Independent taxation was one of the obstacles, however, to another widely predicted change which didn't in fact happen yesterday. The problem was that the non-working wife of a millionaire company chairman would still be able to claim it, while a hard-working middle-class woman who earned enough to be just above the higher rate of tax would not. But it was never entirely beyond the wit of the Treasury to find a way of taking the spouse's earnings into account, and Brown showed every sign of thinking that it could be done. Nor was there anything inherently socialist about doling out a benefit to those for whom, as Jilly Cooper once memorably said, it is worth a bottle or two extra of Sainsbury's champagne a week.

But this should not detract from what was an unexpectedly swashbuckling budget for the mid-term. So fast and furious came the spending and tax- cutting promises, that you hardly had time to notice when the Chancellor tore up competition policy by announcing a new, all-powerful agency that will henceforth, just as the Bank of England did on interest rates, relieve the Secretary of State for Trade and Industry from most quasi-judicial decisions on mergers.

The Labour backbenchers were ecstatic about many of the announcements - perhaps most of all for announcing a quadrupling of the pensioners' winter allowance. But in fact this was a Budget which, perhaps more than any previous one, encapsulated Gordon Brown's driving idea - that it is possible to combine a passion for social justice with as much enthusiasm as the most ardent Thatcherites ever had for enterprise and entrepreneurship.
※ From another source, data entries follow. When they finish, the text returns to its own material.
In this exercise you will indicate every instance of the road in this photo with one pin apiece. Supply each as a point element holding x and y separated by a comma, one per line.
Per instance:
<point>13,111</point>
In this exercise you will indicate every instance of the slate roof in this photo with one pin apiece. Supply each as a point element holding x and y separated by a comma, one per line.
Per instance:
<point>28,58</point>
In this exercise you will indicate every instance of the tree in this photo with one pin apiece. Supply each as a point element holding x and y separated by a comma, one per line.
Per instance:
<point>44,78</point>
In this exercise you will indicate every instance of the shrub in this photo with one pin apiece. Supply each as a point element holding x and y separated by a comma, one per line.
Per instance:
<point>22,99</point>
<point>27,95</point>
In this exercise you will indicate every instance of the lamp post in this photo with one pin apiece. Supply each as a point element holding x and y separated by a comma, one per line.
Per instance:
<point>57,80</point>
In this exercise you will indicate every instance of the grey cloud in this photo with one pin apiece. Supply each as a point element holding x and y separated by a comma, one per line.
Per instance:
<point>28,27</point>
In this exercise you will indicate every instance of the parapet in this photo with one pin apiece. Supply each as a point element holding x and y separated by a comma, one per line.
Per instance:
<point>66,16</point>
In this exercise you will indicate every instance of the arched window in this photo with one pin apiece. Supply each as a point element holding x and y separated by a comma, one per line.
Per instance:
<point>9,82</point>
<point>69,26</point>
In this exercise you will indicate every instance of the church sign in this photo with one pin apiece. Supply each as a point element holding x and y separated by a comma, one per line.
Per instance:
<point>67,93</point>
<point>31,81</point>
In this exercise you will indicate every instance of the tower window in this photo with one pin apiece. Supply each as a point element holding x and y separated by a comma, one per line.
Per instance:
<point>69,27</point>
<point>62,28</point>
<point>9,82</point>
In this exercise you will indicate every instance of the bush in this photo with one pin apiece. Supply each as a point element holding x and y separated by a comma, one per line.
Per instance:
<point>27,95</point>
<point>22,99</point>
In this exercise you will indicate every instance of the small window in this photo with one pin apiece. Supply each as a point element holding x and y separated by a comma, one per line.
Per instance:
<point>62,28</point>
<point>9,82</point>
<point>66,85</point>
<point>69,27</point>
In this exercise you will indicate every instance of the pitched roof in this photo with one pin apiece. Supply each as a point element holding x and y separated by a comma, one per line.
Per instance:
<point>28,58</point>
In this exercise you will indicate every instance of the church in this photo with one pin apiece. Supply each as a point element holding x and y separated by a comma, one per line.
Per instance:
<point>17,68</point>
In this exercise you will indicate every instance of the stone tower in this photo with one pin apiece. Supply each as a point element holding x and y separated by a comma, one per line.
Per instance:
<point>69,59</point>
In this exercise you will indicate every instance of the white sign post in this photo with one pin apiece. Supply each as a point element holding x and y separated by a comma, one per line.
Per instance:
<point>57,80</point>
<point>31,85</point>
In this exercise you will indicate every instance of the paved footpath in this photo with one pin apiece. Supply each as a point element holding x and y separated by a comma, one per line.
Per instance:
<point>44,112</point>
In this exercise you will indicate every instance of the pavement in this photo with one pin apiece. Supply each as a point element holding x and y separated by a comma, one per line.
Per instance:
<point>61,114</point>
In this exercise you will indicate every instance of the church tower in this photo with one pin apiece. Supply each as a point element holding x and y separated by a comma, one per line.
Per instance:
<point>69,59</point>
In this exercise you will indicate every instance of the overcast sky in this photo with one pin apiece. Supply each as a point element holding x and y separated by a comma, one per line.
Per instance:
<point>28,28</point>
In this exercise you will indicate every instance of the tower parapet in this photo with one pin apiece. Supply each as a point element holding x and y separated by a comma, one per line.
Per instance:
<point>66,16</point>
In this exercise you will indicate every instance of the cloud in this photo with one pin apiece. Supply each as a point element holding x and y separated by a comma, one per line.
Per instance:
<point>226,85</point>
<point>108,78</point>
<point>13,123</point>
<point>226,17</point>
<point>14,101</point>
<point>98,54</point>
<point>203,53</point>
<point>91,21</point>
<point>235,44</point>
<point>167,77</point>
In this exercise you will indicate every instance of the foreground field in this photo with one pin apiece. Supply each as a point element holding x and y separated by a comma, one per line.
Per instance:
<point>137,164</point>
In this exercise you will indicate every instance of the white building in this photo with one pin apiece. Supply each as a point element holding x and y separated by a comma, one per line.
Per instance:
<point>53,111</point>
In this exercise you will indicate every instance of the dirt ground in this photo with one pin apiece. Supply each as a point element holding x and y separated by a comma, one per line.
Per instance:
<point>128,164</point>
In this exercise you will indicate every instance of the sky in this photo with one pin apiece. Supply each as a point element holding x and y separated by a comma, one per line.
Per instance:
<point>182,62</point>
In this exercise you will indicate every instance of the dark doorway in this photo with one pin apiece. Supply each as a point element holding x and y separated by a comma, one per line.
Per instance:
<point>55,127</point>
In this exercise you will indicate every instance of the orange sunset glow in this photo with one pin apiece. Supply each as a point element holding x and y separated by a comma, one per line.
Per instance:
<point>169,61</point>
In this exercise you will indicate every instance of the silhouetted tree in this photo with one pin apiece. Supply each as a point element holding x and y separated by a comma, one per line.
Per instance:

The milk and honey may not yet flow quite as lavishly as the Chancellor implied. The assumptions on which his increased freedom for manoeuvre depend require the industrialised countries not to slip into a global economic crisis.

And the Budget itself was a mite less generous than the Chancellor made it look yesterday: indirect taxes will go up; the 1p standard rate cut is not till next year; the 20p rate goes up to 23p and then back to 22p when the 10p rate comes in next year. Nevertheless it was a bravura performance by a Chancellor who knows that his resolute resistance in the first two years in office to all the temptations to which previous Labour governments had been prey, is starting to reap its reward. So expansive was his performance, that you might almost think there were an election or four in the air. I count one local, two national and one European myself.